Vocación de barro
Ronda de ojos
en torno a la estufa de petróleo.
El anillo de fuego ablandaba el tiempo,
las sombras del apetito
ascendían abrazadas al humo.
El hambre sazonaba la comida de mi vieja
cuando el tomillo huía bajo la puerta,
el arroz hacía fila temeroso de la lumbre,
agazapado bajo el tizne de un miércoles ajeno.

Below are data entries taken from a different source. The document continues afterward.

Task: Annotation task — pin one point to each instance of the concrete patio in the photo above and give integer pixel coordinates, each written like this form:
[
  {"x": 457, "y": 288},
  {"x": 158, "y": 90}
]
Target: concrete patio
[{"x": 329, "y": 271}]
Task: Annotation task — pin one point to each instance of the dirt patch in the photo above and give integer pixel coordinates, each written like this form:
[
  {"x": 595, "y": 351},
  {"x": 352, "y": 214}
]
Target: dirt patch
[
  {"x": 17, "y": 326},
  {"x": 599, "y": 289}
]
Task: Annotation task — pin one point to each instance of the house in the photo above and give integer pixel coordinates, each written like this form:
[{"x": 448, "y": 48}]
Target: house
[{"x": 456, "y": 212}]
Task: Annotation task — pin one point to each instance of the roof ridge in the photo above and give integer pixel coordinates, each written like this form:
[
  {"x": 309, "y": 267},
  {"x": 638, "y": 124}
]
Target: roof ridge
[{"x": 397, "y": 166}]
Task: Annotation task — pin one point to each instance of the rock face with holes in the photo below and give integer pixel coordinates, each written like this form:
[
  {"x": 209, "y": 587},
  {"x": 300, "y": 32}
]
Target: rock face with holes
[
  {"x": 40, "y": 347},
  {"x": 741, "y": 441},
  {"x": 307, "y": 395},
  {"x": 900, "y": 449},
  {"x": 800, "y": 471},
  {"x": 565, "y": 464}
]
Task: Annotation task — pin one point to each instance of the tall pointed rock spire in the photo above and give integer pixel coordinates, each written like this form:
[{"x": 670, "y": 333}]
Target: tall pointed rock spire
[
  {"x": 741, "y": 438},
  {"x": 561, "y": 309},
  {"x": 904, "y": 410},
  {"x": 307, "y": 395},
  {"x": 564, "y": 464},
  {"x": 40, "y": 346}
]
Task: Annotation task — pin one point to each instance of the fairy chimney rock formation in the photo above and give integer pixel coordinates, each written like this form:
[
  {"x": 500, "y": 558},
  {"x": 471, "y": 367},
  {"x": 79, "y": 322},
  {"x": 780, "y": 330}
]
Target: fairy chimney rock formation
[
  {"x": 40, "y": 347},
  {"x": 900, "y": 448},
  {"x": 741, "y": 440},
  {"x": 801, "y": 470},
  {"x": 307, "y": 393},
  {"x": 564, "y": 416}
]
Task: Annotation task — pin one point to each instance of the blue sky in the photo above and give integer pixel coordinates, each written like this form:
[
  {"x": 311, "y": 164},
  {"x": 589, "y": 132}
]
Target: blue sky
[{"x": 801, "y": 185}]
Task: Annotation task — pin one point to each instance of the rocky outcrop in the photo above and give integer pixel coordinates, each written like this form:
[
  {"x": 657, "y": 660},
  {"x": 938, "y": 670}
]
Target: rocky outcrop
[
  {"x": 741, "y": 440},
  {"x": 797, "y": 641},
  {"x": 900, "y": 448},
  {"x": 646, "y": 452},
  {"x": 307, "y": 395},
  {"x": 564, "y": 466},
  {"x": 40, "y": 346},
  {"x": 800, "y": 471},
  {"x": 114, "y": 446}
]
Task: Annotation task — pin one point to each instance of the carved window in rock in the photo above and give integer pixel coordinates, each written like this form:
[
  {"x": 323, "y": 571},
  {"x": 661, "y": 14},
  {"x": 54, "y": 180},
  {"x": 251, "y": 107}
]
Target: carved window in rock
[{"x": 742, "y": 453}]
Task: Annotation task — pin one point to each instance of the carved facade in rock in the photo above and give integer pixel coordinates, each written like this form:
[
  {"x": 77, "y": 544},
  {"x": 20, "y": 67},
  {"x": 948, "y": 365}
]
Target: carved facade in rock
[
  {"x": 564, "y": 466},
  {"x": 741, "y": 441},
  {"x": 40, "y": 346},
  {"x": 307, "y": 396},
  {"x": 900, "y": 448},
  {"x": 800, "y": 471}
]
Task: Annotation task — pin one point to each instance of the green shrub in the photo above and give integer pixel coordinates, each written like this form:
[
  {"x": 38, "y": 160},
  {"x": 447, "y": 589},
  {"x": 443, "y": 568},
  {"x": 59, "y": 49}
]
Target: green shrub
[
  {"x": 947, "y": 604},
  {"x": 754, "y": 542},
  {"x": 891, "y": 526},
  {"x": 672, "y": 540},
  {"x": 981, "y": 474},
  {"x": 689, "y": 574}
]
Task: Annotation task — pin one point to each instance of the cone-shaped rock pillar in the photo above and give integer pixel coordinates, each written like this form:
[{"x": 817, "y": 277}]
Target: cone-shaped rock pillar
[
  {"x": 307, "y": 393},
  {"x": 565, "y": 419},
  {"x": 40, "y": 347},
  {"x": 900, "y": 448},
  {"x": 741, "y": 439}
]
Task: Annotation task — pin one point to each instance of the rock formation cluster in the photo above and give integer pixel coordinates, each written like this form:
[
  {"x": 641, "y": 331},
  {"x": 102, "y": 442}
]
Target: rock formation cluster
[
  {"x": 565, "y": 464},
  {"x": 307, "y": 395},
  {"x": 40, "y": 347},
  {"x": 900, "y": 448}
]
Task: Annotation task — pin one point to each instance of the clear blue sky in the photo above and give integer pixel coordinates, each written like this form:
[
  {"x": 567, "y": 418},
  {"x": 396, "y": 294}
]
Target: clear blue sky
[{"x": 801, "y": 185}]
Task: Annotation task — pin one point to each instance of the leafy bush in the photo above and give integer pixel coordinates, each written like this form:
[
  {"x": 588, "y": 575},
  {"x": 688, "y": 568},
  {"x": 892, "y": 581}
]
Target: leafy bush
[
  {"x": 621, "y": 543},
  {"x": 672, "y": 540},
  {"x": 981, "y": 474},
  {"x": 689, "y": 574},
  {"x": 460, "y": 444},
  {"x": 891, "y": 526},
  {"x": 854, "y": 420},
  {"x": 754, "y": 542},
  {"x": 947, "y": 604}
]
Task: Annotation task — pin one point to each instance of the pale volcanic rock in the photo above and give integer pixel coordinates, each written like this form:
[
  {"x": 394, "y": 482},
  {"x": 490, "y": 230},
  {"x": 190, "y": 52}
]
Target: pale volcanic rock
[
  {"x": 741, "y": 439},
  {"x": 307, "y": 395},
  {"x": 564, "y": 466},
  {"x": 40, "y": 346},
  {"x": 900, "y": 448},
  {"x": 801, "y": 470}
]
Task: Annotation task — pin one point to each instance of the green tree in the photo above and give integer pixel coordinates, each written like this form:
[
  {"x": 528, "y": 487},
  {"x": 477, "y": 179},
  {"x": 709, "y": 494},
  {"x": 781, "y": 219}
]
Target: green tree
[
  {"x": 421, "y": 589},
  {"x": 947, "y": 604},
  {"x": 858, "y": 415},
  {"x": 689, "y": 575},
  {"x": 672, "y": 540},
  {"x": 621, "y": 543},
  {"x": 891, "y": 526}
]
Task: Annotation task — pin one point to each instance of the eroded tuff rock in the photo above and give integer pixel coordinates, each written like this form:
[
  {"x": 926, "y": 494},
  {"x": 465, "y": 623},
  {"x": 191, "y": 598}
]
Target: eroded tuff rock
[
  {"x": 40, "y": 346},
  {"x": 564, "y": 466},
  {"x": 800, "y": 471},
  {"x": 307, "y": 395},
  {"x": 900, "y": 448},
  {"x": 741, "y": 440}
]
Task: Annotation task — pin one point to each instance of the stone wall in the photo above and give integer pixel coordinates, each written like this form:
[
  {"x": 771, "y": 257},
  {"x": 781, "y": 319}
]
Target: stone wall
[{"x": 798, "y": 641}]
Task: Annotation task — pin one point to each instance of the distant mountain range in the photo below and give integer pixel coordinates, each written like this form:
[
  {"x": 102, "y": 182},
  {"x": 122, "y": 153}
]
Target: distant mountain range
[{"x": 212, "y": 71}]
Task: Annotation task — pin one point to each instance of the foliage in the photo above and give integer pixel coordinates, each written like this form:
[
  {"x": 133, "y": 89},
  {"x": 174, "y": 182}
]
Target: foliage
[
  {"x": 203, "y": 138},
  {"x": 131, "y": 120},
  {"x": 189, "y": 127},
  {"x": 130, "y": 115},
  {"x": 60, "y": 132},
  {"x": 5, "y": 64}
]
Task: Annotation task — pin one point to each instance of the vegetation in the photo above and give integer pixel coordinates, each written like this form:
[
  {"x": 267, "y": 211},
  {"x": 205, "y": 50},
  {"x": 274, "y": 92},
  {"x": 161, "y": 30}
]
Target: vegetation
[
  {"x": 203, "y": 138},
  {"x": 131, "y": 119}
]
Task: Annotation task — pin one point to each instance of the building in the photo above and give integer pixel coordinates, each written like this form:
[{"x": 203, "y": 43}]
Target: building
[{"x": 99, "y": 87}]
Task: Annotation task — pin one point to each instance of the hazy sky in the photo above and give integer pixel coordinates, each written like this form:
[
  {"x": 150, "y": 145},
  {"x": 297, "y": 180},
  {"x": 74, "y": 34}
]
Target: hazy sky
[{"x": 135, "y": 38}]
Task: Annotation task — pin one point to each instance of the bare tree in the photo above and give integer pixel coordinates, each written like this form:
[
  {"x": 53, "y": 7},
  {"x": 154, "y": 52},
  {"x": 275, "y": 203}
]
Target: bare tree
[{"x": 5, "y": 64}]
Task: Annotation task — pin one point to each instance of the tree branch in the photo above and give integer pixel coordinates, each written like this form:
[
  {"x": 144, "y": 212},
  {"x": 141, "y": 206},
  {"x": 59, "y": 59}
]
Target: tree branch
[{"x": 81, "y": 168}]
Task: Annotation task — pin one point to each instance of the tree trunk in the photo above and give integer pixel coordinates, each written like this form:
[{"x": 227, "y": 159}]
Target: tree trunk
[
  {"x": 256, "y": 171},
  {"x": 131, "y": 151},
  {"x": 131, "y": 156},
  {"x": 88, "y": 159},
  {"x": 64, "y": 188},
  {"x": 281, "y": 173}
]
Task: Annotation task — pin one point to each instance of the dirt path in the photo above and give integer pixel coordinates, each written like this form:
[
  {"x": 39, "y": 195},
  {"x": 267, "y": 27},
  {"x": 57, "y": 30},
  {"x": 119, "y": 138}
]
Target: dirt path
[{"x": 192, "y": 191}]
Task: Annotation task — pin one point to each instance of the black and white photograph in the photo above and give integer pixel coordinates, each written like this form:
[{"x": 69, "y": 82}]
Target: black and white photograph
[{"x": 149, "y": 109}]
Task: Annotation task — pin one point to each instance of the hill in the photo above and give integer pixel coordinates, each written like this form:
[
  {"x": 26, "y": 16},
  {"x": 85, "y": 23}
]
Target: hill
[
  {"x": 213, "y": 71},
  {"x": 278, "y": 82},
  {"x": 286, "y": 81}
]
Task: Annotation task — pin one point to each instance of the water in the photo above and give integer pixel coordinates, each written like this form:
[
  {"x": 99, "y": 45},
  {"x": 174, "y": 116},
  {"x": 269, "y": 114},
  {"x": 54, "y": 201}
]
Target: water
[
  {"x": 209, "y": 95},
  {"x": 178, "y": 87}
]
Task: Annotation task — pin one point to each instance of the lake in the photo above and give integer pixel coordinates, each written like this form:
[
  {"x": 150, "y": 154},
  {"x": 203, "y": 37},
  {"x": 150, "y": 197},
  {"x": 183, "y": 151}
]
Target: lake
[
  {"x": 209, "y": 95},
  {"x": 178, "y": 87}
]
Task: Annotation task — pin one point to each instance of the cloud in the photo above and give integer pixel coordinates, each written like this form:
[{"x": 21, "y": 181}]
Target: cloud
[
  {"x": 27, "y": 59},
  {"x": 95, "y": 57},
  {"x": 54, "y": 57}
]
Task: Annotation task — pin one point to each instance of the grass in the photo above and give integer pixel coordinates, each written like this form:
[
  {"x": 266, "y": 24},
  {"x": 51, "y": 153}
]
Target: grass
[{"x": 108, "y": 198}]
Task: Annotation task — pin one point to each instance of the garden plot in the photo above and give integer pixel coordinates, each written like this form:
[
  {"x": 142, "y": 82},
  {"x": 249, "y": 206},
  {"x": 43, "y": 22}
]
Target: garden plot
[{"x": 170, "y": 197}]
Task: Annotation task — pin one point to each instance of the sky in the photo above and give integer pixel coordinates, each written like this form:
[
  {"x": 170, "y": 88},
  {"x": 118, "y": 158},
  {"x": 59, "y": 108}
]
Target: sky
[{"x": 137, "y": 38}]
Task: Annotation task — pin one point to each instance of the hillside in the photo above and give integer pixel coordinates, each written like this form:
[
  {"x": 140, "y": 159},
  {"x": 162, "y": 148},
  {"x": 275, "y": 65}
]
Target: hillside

Las cucharas en el ombligo de la cocina
recitaban el concierto de la sopa,
hacían coro a la palpitación del viento
entre las tejas de zinc.
El amor paterno se incrustaba
con bahareque en las paredes del hogar,
crecía en el abrazo de la badea
en amalgama de casa y sombra.
Éramos un solo nudo
en nuestro nido de tierra,
temerosos de la lluvia que, a hurtadillas,
saltaba por las goteras
y nos cambiaba de color las medias.
El olor a tierra húmeda
nos abrazó por dentro desde niños,
estampó con su ocre coraza
la vocación de barro en nuestros pies,
nos dio una piel, un origen.
Aun debajo de mis huellas
el niño que fui repinta mis pasos,
me mira desde el fondo de mis días,
pronuncia mi verdadero nombre
hecho con sílabas de tierra
que no cabe en la palabra que me nombra.
Aún, junto a mí
siento a mi madre en su vieja máquina Sínger
cosiéndole sueños de racimo a los costales,
alejando las borrascas de mayo
con un cuchillo y un tenedor en cruz.
La veo multiplicarse en los platos,
convocarnos a la mesa
con su voz de arrullo,
y con sus manos de alfarera,
fabricarnos con el barro de nuestra casa.
En la cal de la cocina
Hace falta que mi abuelo
me hubiese enseñado el momento exacto
cuando la alcancía de la tierra
recibe las semillas del naranjo
o el grano del maíz
asciende hacia el alba de la cosecha.
En la oquedad de sus manos se durmieron
los misterios de la molienda, de la ubre,
el vuelo imprescindible de la pacora
en el vientre del cañaduzal,
y un millar de caricias perdidas
entre su orgullo de capataz
y mis infantiles pasos citadinos.
Hubiese deseado conquistar
con mis anzuelos el arrullo de su voz,
escuchar juntos el grito del azúcar
bordado con fuego en la pavesa migratoria,
ser agua en sus desérticos labios.
Ahora somos mapa de un continente lejano
dibujado con hollín en la cal de la cocina,
nos atraviesa la nostalgia hecha polilla
y el olvido se atreve a subir por su recuerdo
disolviéndolo de todos los retratos.
Bajo el abrigo del bahareque
Y si me enseñas a tejer barro con las manos
así como mi abuelo
(perdido ya en el tiempo)
construía con tus ojos
una colcha enorme de asombro,
cuando hilaba entre esterillas
la ocre piel de las paredes.
En los pliegues de mi infancia
el aroma del cagajón se impregnó
desde la frontera de tus palmas,
en las heridas abiertas de las paredes,
en el espacio tibio de nuestros sueños
hasta abarcar todas las dimensiones del frío.
Yo aún no sabía
de la magia en el centro del barro,
de la luz enquistada
en el horizonte de una gota de sudor,
apenas vislumbraba en la sombra del bahareque
la dulce cosecha en las palabras de mi abuelo,
lejanas, desconocidas para mí.
Y ahora que todo está hecho,
que las manos mueren en mis brazos
sedientas de parir nostalgias,
ahora que los ojos temen el no verte
y cargo en el pecho las briznas acumuladas,
la ausencia de polvo en la mirada de mis hijos
y la voz de las paredes que me llaman.
Ahora y más que todo ahora,
enséñame, padre,
a tejer barro con mis sueños,
enséñame a encontrarme
bajo el abrigo del bahareque
con el infantil asombro asomado en tus pupilas,
con el nudo de nuestras manos
en el centro del tiempo
y con los labios enmudecidos de mi abuelo
hilando palabras en la ocre piel de los recuerdos.